Most of the time I can manage but there have been occasions when I have been unable to get about unaided and I reluctantly agreed to use a wheelchair as a temporary measure. I found it very helpful and liberating as it is an extension of a person that gives a freedom that might otherwise be denied but people’s reactions to me were mixed. Some act like I’m invisible or don’t know what to say or try to slink away like a cartoon villain hoping to get away from a situation that wasn’t awkward until you made it awkward. I’d prefer it if people just spoke to me as normal, my legs may be temporarily out of order, but my eyes and ears and my mind are functioning as usual.
Acceptance and Support
Acceptance of the term disability opened doors to access support from the University and has meant that since I’ve moved to Queens, despite spending much of my time in and out of hospital, I’ve actually made it to final year. Adaptation is key, and realising that a truly happy person is one who can enjoy the scenery on a detour.

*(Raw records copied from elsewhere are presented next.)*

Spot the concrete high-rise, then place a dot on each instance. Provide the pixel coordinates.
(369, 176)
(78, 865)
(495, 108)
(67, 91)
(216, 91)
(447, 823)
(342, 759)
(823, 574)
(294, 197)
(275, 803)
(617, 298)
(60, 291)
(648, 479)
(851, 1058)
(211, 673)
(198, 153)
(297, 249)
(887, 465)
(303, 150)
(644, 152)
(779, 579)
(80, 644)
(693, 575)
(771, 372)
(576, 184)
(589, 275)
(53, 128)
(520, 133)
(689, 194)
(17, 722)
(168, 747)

Now adaptation doesn’t mean everything is perfect, I still struggle writing long essays when, due to my blood pressure, I’m stuck on my back improvising a desk with pillows for my laptop. Due to my illness I live at home and travel everyday juggling class around appointments and deadlines and it is hard, especially when I’ve to remember which medication to take at what time, and still ensure I didn’t leave my work in the printer in McClay.
However, Queens has been very supportive thus far, and having made it to third year is amazing. You might seem daunted by the idea of disability, but anyone can develop a disability, in fact, there are over 11 million people with disability in the UK, so remember, I’m just like you, except I need a bit more support, treat me and others how you would want to be treated.
Disable the Label, while it is a useful tool to access assistance and support, I’m a person not a word.